After six months, she pivoted her focus to restaurants, which would buy in bulk and eliminate the need to work a farmers’ market stand. She cold-called establishments and brought them samples of her microgreens, eventually netting four clients, including Michelin-star-winner Orsa & Winston. 

Diversify revenue and find passive income streams

Bassi used the pandemic, and its negative effect on her business, to rethink her strategy and diversify her revenue streams. While she’s planning on continuing farming, she will also use the space for experiences like dining events and self-pick excursions. 

Bassi constructed an outdoor kitchen, is growing flowers that can be cut by customers, and is building an orchard. Several chefs have expressed interest in cooking at her farm and she just hosted a private, two-person party for Valentine’s Day. 

“I love the evolution of growing something from a seed, to having this little farm, to your plate,” Bassi said.
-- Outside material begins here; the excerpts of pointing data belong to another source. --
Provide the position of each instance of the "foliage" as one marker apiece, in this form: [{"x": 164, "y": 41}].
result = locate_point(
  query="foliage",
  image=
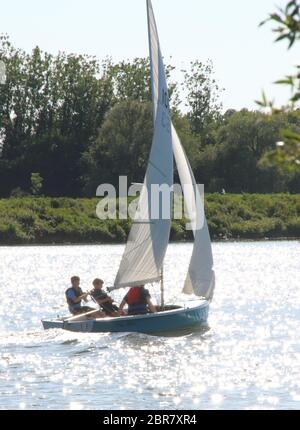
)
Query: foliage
[
  {"x": 63, "y": 220},
  {"x": 36, "y": 183}
]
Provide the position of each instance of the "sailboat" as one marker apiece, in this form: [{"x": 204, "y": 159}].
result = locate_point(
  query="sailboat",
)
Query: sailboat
[{"x": 143, "y": 258}]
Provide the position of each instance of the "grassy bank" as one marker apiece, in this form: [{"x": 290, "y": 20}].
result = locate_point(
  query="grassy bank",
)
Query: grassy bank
[{"x": 63, "y": 220}]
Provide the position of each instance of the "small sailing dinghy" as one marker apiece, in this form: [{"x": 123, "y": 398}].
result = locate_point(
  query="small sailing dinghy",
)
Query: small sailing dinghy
[{"x": 143, "y": 258}]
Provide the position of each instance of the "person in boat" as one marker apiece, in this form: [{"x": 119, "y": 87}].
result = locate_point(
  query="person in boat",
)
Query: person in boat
[
  {"x": 103, "y": 299},
  {"x": 138, "y": 300},
  {"x": 75, "y": 295}
]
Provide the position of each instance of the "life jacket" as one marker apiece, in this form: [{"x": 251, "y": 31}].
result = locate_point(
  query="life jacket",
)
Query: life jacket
[
  {"x": 77, "y": 294},
  {"x": 134, "y": 296}
]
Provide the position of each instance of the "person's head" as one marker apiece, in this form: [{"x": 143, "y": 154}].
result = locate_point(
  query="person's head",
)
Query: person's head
[
  {"x": 98, "y": 283},
  {"x": 75, "y": 281}
]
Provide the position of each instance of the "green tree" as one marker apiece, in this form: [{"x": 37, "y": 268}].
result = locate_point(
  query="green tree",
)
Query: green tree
[
  {"x": 122, "y": 147},
  {"x": 202, "y": 99},
  {"x": 36, "y": 183}
]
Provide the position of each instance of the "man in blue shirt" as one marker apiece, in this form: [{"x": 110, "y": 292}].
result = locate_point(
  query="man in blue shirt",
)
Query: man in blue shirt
[{"x": 75, "y": 295}]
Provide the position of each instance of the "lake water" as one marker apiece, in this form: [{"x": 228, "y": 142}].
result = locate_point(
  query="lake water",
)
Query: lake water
[{"x": 248, "y": 359}]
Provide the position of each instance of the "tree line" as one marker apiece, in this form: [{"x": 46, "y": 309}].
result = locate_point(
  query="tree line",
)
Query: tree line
[{"x": 70, "y": 122}]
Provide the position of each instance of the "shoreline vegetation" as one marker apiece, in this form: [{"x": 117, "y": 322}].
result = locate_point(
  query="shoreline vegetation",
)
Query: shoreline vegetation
[{"x": 61, "y": 220}]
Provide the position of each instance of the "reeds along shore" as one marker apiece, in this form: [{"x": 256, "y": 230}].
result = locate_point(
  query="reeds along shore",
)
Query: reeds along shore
[{"x": 46, "y": 220}]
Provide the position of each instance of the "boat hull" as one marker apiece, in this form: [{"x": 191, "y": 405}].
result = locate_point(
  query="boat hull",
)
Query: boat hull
[{"x": 182, "y": 319}]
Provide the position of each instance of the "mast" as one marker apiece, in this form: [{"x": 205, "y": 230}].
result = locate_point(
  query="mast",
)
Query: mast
[
  {"x": 149, "y": 236},
  {"x": 162, "y": 289}
]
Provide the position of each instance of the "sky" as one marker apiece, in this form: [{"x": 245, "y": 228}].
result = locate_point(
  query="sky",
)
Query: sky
[{"x": 246, "y": 60}]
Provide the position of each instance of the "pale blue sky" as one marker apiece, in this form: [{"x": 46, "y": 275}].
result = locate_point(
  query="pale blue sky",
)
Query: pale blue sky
[{"x": 245, "y": 58}]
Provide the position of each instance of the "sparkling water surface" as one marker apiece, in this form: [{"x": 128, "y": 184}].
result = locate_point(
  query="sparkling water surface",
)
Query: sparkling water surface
[{"x": 248, "y": 359}]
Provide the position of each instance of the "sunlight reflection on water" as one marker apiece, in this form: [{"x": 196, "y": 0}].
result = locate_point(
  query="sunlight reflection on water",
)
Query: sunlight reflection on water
[{"x": 250, "y": 357}]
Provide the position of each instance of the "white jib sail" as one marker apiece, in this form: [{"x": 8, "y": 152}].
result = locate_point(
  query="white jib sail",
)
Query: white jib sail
[
  {"x": 149, "y": 236},
  {"x": 200, "y": 279}
]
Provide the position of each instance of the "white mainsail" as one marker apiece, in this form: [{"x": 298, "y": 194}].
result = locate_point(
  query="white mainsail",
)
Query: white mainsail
[
  {"x": 200, "y": 279},
  {"x": 148, "y": 239}
]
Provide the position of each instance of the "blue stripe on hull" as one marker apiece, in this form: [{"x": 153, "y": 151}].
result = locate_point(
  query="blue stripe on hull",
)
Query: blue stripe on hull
[{"x": 168, "y": 321}]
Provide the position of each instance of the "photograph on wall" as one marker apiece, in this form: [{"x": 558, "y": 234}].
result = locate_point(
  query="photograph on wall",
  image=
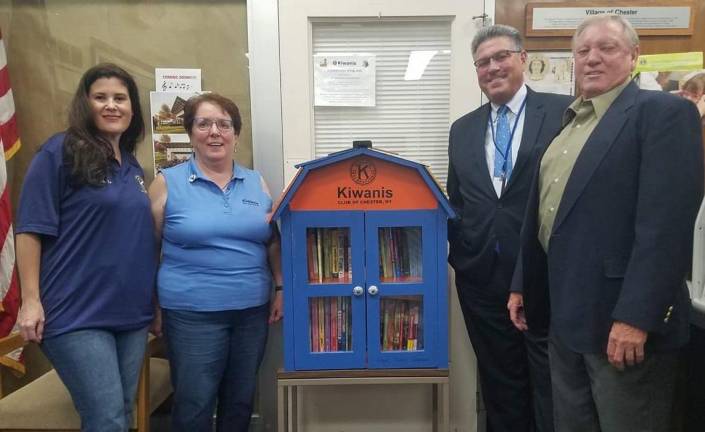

For entrepreneurial farmers hoping to diversify their revenue streams, Bassi suggests teaching online classes, offering tours, and finding other forms of passive income that support the business. 

To save money, seek free resources from the community 

Bassi spent about $22,000 when she initially established her farm. She had renters at the house, which also supplied a steady flow of income, and worked odd jobs as a production assistant when she needed extra cash. 

Additionally, she uses the free resources in her community to reduce costs — and recommends urban farming enthusiasts follow in her footsteps. For instance, she uses “zoo poo,” free compost material made from, you guessed it, animal poop from the LA Zoo. LA’s Griffith Park also gives away free mulch made from recycled Christmas trees, she added. 

“Doing is the best way of learning,” Bassi said. “You don’t know what type of questions to ask until you start getting into it.”